Nach Vorstellung des GOB soll diese nautische Kapazitätsgrenze nach physischen, ökologischen und sozialen Kriterien festgelegt werden. Nutzungen, die diese Grenze überschreiten, dürften dann nicht genehmigt werden. Wo die Belastung bereits zu hoch ist, soll der Druck schrittweise sinken.
Mehr Abstand beim Ankern
Für Strände und Buchten ohne Markierung fordert der GOB einen Mindestabstand von 50 Metern beim Ankern. An der übrigen nicht markierten Küste sollen es 20 Meter sein. Die Vorschläge gelten für die Balearen und nicht ausschließlich für Mallorca.

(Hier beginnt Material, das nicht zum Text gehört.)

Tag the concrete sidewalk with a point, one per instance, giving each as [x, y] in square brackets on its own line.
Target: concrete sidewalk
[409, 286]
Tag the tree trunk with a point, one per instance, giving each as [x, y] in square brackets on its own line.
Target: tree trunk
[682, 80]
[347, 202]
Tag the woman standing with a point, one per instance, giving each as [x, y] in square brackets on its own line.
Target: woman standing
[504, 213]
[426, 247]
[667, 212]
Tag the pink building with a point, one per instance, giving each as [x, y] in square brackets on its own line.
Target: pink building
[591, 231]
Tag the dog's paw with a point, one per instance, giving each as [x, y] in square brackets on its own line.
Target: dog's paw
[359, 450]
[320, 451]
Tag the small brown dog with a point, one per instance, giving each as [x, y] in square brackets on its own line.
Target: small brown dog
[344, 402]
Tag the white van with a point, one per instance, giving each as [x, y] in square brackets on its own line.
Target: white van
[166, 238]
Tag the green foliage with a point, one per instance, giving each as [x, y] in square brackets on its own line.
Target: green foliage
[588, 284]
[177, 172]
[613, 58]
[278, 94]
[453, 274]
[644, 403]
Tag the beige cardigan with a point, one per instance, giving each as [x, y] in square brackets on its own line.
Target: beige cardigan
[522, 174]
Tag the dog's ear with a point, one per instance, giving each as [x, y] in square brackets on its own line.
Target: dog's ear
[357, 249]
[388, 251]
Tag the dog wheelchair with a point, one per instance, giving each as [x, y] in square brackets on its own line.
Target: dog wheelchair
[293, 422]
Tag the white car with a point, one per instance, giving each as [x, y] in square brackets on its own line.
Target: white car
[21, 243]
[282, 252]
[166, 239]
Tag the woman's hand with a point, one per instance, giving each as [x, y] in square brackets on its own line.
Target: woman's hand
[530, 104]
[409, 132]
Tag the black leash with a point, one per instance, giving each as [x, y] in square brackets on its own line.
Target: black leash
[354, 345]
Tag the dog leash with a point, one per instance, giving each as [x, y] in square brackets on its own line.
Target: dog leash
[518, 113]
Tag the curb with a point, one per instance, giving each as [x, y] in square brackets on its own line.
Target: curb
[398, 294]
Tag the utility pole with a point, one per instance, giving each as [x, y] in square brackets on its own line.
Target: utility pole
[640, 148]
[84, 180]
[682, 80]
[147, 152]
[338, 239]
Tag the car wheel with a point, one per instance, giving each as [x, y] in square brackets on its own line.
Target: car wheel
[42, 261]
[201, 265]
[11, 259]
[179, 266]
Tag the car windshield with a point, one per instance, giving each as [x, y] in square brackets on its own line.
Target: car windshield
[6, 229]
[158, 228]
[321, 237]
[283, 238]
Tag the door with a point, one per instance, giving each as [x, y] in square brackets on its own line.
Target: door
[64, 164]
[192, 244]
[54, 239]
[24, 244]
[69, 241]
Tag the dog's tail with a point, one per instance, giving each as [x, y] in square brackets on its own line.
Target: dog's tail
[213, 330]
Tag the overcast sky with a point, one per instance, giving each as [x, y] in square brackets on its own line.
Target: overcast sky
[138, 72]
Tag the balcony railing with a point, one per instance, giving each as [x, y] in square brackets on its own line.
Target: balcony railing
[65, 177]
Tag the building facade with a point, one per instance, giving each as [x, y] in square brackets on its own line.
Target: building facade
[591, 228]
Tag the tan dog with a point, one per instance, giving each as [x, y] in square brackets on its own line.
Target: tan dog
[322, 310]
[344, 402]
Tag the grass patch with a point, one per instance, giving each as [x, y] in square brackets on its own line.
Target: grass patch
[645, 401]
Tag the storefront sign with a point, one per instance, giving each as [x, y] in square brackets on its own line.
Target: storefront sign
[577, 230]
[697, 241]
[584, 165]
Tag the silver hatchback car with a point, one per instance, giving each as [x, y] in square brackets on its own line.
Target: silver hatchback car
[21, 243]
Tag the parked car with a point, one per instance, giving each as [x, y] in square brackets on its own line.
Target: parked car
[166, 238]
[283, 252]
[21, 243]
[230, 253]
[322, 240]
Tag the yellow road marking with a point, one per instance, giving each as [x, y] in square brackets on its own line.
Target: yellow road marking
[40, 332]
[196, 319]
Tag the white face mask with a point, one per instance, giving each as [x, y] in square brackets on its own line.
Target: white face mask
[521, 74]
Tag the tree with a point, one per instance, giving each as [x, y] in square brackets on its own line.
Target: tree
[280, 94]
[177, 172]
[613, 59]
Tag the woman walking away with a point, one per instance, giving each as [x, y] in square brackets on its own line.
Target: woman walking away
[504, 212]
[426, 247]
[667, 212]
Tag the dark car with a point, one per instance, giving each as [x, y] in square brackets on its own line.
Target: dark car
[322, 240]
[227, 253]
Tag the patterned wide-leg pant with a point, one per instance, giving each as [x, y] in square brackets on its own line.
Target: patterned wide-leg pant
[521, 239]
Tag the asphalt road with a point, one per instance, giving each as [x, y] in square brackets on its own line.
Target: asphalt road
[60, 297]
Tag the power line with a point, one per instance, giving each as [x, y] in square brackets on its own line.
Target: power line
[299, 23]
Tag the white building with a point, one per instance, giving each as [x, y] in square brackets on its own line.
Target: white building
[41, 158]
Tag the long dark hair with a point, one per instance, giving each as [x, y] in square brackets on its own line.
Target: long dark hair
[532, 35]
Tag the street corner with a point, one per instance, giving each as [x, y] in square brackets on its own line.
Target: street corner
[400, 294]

Private oder gewinnorientierte Nutzungen im öffentlichen Küstenbereich sollen laut GOB begründen müssen, warum sie genau dort stattfinden müssen und ob es keine tragfähige Alternative gibt. Saisonangebote sollen zudem tatsächlich nur vorübergehend bleiben.
Küstenschutz und Kontrollen
Angesichts der Küstenerosion und zunehmender Klimarisiken fordert der Verband, Pläne bei veränderten Umweltbedingungen zu überprüfen. Gefährdete Infrastruktur und Nutzungen sollen angepasst, zurückgebaut oder verlegt werden können.
Der GOB verlangt außerdem, Dünen, Feuchtgebiete und andere geschädigte Küstenlebensräume vorrangig wiederherzustellen. Ein regelmäßiges, koordiniertes Programm für Überwachung und Kontrollen soll Prioritäten und Ergebnisse öffentlich machen. Einnahmen aus der Küstenabgabe sollen nach den Vorstellungen der Verbände vor allem in Renaturierung, Überwachung und Klimaanpassung fließen.